Notifizierungserfordernisse dürfen dennoch nicht umgangen werden

Dies bedeute jedoch weder, dass ein Mitgliedstaat berechtigt sei, die Notifizierungserfordernisse der Richtlinie 98/34 zu umgehen. Noch bedeute die Tatsache, dass nach der Richtlinie die Übermittlung eines solchen Gesetzesvorschlags verlangt werde, als solche, dass der Gesetzesentwurf notwendigerweise fehlerhaft oder vom Standpunkt des Binnenmarkts aus zu beanstanden wäre. Vielmehr solle mit der Richtlinie 98/34 erreicht werden, dass die Kommission (und infolgedessen die anderen Mitgliedstaaten) Kenntnis von dem Vorschlag erlange und in einer frühen Phase seine möglichen Auswirkungen auf das Funktionieren des Binnenmarkts untersuche.
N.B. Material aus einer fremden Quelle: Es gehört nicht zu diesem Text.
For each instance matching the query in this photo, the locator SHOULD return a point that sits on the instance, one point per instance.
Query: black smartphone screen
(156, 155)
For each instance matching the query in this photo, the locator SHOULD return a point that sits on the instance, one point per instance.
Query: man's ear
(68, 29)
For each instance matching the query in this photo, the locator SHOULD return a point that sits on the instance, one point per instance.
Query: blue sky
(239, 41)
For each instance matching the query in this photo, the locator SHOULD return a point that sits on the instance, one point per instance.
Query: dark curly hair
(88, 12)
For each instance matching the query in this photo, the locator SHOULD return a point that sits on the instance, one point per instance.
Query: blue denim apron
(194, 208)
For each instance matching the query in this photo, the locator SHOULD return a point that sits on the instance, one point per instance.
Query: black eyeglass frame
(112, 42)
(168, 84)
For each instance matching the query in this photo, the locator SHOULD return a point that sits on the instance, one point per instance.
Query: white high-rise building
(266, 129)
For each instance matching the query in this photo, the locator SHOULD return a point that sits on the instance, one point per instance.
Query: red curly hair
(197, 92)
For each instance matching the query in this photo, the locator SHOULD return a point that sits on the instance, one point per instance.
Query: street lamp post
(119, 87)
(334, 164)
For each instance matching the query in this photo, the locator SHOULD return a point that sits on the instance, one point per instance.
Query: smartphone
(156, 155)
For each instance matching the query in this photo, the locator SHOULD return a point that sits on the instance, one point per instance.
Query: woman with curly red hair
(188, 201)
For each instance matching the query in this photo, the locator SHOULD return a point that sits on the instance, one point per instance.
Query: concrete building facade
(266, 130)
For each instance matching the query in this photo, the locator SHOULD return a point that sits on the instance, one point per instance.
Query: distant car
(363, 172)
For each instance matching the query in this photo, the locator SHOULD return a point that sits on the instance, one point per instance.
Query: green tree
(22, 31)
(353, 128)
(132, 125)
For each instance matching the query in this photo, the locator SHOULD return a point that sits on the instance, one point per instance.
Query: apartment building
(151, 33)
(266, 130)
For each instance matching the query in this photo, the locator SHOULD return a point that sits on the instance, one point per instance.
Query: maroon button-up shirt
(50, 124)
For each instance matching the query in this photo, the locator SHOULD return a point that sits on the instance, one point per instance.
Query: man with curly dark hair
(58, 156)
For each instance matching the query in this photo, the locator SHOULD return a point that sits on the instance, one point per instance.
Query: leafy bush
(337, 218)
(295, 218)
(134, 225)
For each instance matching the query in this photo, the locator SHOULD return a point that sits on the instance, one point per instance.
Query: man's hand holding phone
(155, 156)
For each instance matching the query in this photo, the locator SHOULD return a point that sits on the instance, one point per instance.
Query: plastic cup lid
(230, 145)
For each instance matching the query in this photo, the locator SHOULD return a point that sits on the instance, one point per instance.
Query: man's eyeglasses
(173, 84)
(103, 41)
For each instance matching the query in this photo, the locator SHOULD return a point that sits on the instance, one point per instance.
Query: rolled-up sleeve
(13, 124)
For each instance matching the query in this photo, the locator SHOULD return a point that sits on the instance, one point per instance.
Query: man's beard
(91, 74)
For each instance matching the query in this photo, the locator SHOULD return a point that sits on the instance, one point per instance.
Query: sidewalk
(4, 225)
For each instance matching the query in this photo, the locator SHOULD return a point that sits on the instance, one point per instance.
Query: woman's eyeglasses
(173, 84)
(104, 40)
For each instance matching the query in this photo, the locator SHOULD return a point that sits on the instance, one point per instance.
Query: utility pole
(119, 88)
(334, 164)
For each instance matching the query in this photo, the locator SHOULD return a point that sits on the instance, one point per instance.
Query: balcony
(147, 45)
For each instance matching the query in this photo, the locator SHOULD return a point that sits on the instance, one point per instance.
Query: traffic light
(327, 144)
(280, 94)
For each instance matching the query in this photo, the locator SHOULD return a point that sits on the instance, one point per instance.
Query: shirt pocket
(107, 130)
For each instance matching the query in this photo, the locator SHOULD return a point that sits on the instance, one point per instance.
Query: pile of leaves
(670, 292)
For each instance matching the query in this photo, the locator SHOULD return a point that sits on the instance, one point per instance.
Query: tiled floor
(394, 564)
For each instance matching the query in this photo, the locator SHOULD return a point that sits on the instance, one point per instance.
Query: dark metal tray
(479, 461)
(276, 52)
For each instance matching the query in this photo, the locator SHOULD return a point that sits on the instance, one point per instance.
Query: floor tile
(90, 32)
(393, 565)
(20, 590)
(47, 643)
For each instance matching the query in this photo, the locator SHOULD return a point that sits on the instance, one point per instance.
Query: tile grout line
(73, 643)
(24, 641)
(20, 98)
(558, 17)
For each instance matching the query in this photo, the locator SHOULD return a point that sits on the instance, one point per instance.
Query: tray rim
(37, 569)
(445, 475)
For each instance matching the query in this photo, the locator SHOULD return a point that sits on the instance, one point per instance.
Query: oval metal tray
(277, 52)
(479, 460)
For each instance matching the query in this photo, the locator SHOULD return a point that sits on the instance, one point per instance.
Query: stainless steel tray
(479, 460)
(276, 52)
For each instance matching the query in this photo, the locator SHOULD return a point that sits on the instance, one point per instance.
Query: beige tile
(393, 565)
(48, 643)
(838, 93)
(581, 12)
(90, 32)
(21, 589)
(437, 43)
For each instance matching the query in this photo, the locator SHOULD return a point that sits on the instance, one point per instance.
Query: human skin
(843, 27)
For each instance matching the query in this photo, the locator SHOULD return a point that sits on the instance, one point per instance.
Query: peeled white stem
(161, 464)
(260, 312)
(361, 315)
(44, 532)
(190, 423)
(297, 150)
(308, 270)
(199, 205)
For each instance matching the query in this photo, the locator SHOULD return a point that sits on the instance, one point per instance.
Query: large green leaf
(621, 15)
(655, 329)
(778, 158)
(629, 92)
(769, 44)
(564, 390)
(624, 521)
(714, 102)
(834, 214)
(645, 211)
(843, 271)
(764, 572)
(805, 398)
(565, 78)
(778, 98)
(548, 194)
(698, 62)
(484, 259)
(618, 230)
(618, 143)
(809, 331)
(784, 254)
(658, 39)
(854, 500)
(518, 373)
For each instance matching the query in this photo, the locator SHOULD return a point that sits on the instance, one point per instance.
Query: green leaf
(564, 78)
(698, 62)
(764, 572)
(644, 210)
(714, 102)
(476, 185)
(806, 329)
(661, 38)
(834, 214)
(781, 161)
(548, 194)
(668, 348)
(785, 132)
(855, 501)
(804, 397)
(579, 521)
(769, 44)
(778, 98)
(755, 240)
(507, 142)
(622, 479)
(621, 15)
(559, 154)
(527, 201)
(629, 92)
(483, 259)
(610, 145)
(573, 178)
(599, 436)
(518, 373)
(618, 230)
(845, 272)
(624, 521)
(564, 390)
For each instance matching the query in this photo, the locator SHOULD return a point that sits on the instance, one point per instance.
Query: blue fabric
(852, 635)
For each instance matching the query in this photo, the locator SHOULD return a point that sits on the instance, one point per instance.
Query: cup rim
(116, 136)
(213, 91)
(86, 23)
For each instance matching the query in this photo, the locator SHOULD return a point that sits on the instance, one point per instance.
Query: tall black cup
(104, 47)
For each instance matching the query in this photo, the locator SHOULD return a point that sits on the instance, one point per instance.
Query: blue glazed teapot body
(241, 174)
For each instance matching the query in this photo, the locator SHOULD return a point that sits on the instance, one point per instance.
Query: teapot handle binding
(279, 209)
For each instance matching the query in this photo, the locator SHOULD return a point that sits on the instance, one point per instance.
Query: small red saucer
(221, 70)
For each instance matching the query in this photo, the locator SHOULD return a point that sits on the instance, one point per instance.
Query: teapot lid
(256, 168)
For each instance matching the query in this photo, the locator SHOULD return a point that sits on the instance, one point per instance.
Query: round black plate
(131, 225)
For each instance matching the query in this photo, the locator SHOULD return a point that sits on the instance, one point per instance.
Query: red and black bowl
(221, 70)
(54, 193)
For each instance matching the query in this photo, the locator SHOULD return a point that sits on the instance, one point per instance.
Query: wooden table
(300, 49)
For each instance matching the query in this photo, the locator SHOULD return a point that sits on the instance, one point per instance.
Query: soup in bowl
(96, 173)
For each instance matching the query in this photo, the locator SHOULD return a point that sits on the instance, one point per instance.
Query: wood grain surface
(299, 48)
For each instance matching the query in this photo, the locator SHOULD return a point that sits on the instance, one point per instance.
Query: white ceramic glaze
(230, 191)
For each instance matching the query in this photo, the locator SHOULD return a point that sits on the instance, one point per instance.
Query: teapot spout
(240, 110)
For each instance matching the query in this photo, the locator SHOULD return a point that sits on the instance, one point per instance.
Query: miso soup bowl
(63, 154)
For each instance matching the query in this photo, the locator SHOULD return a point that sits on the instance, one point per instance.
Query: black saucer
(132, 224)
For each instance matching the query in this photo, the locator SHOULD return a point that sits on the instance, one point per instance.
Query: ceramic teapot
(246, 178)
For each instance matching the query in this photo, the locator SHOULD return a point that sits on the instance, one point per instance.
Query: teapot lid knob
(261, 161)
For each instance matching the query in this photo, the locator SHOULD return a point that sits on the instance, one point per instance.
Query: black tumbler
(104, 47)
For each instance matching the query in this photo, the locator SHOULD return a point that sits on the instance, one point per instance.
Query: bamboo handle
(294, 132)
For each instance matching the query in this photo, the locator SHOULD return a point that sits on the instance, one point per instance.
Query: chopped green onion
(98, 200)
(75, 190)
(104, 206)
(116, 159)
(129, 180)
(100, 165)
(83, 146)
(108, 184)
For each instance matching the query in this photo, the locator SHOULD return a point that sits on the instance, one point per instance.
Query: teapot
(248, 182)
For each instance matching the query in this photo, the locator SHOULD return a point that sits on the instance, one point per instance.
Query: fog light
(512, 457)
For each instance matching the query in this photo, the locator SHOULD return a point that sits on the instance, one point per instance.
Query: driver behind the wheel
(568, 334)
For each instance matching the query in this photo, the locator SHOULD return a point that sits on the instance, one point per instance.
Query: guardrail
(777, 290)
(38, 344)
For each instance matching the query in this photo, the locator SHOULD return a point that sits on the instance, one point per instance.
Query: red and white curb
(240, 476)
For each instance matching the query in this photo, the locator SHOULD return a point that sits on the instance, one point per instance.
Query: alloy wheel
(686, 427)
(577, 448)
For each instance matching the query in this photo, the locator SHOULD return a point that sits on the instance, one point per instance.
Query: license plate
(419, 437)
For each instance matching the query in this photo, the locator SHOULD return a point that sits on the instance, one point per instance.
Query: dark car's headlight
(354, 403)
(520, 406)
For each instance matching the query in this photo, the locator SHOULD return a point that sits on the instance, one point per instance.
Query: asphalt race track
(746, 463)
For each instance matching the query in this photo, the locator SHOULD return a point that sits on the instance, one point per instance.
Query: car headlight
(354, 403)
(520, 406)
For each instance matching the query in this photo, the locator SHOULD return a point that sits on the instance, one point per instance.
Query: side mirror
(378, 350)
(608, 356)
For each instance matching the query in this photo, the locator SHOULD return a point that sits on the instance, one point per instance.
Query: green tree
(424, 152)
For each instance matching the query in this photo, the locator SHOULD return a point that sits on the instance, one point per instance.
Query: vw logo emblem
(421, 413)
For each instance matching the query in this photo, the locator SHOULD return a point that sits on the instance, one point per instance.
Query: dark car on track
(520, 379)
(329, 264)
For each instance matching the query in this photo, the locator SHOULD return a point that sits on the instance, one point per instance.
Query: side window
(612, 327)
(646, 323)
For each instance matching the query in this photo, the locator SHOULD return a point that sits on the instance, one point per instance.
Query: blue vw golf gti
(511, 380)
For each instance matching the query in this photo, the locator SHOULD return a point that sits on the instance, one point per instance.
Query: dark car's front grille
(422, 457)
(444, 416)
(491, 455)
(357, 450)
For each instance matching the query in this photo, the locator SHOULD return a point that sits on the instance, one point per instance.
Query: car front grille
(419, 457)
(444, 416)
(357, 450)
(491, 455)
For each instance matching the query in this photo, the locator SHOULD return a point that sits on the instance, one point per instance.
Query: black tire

Deutsche Gerichte sollen neue deutsche Urheberrechtsbestimmungen nicht anwenden

Der Generalanwalt schlägt dem Gerichtshof daher vor, zu entscheiden, dass nationale Vorschriften wie die in Rede stehenden, die es ausschließlich gewerblichen Betreibern von Suchmaschinen und gewerblichen Anbietern von Diensten, die Inhalte aufbereiten, nicht aber sonstigen – auch gewerblichen – Nutzern verbieten, Presserzeugnisse oder Teile hiervon (ausgenommen einzelne Wörter und kleinste Textausschnitte) öffentlich zugänglich zu machen, Vorschriften darstellen, die speziell auf Dienste der Informationsgesellschaft abzielen. Zudem stellten nationale Vorschriften wie die in Rede stehenden eine technische Vorschrift dar, die der Übermittlungspflicht nach der Richtlinie unterliegt. Folglich dürften mangels einer Notifizierung dieser nationalen Vorschriften an die Kommission die neuen deutschen Urheberrechtsbestimmungen von den deutschen Gerichten nicht angewandt werden.

EuGH, Schlussanträge vom 13.12.2018 - C-299/17

Redaktion beck-aktuell, 13. Dezember 2018.